Человек, теряющий рассудок от старости, не отличается существенно от того, кто страдает шизофренией или другим психическим заболеванием. Физическое присутствие играет огромную роль. Знаете, когда люди дряхлеют от старости, они часто остаются одни, и дряхлеют еще больше, потому что остатки их жизненной энергии, их интеллекта, их способности чувствовать остаются без применения и потому вымирают гораздо раньше, чем должны бы. Поэтому, когда человек постепенно теряет память, остроту ума и так далее, мы должны находить время сидеть рядом, говорить, общаться с ним настолько глубоко, насколько это еще возможно, не пытаясь вернуть человека в ситуацию, с которой он не в состоянии справиться, не требуя того, что выходит за пределы его возможностей, потому что это порождает отчаяние и ломает человека; оставаясь на уровне человека, но используя возможности общения, контакта, визуальной поддержки.
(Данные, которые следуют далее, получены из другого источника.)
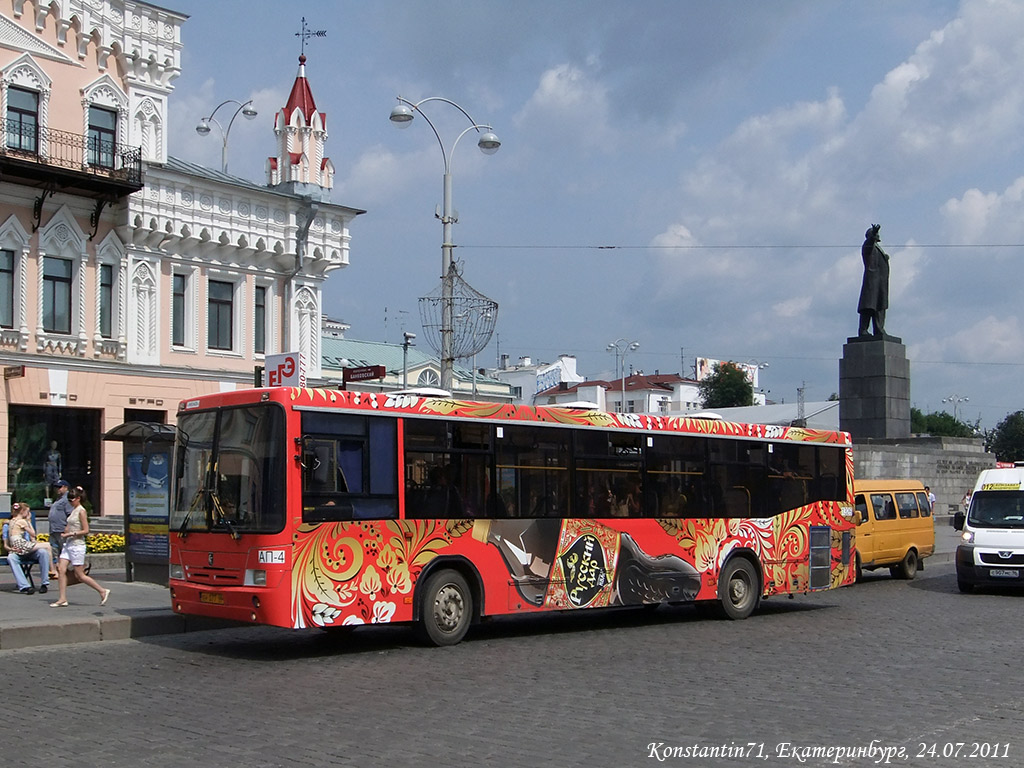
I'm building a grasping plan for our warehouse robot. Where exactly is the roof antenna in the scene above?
[295,16,327,61]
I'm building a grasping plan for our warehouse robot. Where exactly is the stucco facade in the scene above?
[0,0,362,514]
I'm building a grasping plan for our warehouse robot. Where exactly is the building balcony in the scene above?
[0,119,142,200]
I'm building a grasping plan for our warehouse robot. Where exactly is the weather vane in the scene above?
[295,16,327,56]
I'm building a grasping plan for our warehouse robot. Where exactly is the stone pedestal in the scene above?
[839,336,910,440]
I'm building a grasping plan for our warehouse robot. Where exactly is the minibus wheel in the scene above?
[889,549,918,579]
[718,557,761,620]
[417,568,473,645]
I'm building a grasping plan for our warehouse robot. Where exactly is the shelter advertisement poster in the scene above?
[125,453,170,561]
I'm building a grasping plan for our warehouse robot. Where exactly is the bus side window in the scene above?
[871,494,896,520]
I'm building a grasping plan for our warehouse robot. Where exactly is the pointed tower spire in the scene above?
[266,51,334,199]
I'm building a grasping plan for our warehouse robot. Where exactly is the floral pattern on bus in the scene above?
[292,520,472,629]
[658,512,827,595]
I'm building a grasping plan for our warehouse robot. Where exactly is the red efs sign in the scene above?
[266,352,306,387]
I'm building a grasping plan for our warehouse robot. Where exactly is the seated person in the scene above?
[3,503,52,595]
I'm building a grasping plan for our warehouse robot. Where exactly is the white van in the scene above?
[953,466,1024,592]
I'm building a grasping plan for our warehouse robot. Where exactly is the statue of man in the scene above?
[857,224,889,336]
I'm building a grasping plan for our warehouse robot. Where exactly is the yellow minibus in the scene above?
[853,480,935,581]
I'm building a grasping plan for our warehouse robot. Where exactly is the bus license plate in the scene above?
[988,568,1020,579]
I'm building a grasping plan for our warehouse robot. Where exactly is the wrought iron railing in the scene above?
[0,118,142,186]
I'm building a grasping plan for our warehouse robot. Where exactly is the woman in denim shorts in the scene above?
[50,487,111,608]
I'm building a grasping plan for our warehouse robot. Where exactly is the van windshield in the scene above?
[968,490,1024,528]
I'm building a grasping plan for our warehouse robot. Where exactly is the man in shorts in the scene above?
[47,479,73,567]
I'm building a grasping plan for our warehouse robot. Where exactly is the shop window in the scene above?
[253,286,266,354]
[0,250,14,328]
[99,264,114,339]
[7,86,39,155]
[87,106,118,168]
[171,274,188,347]
[43,256,74,334]
[207,280,234,351]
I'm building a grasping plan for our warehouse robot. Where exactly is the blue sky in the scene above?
[167,0,1024,427]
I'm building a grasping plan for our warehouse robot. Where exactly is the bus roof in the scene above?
[178,387,851,447]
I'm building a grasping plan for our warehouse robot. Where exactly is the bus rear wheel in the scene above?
[718,557,761,620]
[889,549,918,580]
[417,568,473,645]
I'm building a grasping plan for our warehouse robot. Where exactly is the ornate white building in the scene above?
[0,0,362,513]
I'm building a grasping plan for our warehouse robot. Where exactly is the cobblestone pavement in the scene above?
[0,563,1024,768]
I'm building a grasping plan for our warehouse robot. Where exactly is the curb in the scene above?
[0,608,243,650]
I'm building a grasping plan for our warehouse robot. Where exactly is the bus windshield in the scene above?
[968,490,1024,528]
[170,403,285,537]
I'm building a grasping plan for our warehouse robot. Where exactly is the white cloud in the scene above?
[942,176,1024,243]
[515,63,615,152]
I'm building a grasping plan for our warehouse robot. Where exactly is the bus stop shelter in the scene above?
[103,421,177,586]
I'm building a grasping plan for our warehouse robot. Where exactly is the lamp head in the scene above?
[475,131,502,155]
[390,102,416,128]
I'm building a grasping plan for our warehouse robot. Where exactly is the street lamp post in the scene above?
[605,339,640,414]
[744,359,768,406]
[401,331,416,389]
[390,96,502,391]
[196,98,258,173]
[942,394,971,421]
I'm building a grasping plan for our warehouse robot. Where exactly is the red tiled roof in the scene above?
[285,55,316,124]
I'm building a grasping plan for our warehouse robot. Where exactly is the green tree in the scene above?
[910,408,977,437]
[985,411,1024,462]
[697,362,754,408]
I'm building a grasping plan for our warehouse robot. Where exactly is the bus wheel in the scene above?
[418,569,473,645]
[889,549,918,579]
[718,557,761,620]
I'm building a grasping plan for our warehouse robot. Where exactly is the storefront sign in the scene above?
[125,453,170,560]
[341,366,387,381]
[266,352,306,387]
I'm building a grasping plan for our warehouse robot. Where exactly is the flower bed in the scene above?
[26,534,125,554]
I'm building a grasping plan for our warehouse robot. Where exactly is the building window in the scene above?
[43,256,73,334]
[88,106,118,168]
[171,274,188,347]
[206,280,234,350]
[253,286,266,354]
[99,264,114,339]
[0,250,14,328]
[7,86,39,155]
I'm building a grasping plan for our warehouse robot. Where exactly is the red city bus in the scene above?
[170,388,855,645]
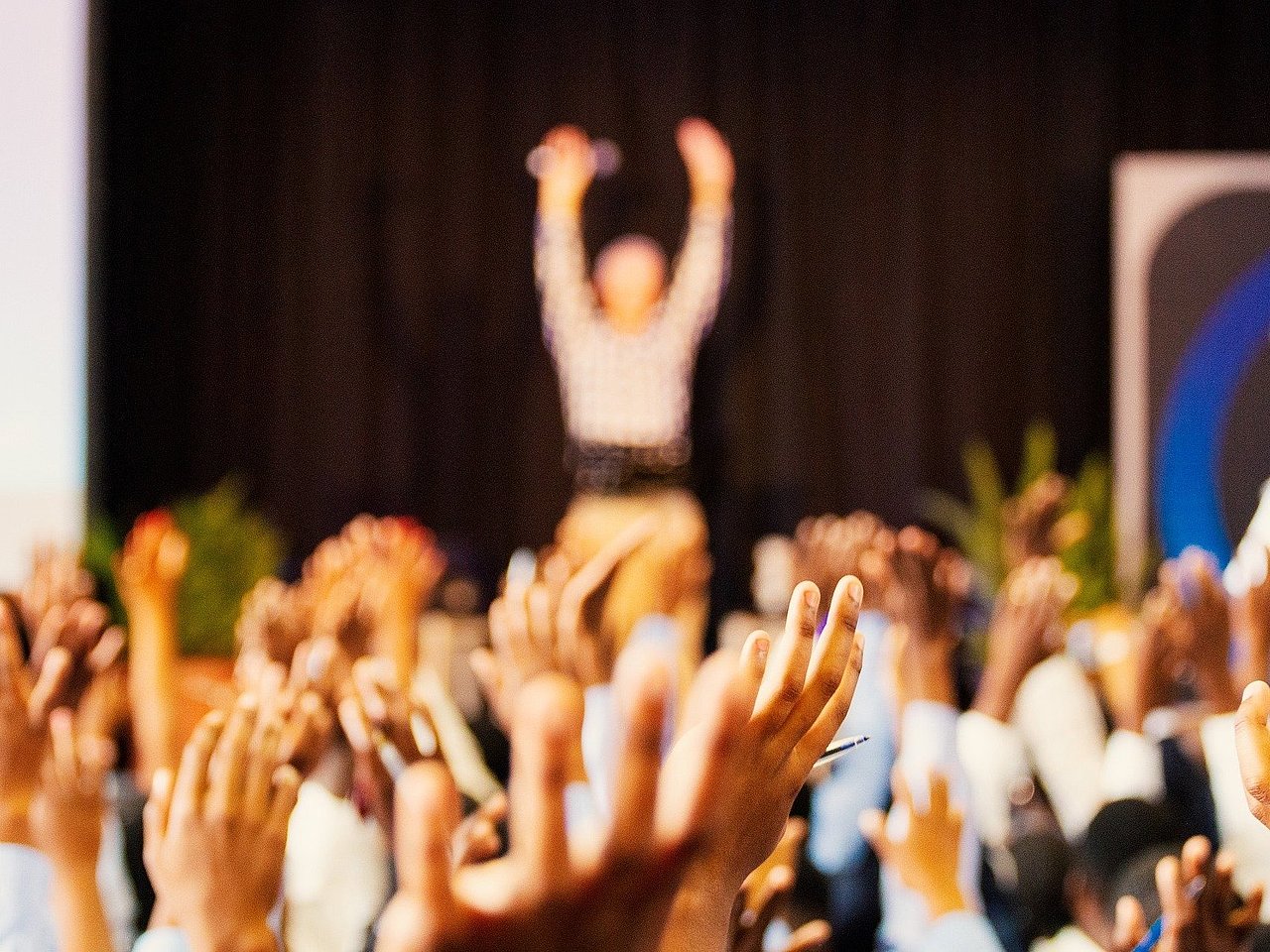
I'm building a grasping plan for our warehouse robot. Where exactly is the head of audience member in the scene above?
[749,536,795,616]
[593,235,667,334]
[1067,799,1185,948]
[1010,825,1072,946]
Это первое.

Если говорить о шизофрении и в целом о психических заболеваниях, меня очень поразили два примера. Когда я работал во французской психиатрической больнице, я встретился с американским психиатром и имел возможность говорить с ним о душевных заболеваниях. И он рассказал мне следующую историю. Когда он проходил обучение, был один шизофреник, содержавшийся в обитой войлоком камере. Профессор сказал студенту: «Идите и сидите с этим человеком столько, сколько выдержат ваши нервы». Молодой человек спросил: «А как долго?» Тот ответил: «Четыре-пять часов в день». — «Но зачем?» — «Просто сидите». Этот молодой студент сидел там некоторое время, столько, сколько мог вынести. Потом он убежал и сказал профессору: «Больше не могу!» И тот ответил: «Что ж, это единственное лечение, которое мы можем предложить этому человеку. Значит, вы отказываете ему в лечении». Тогда студент снова попробовал сидеть с ним и делал это на протяжении трех недель, и в конце этих трех недель пациент, который был полностью замкнут, повернулся к нему и заговорил.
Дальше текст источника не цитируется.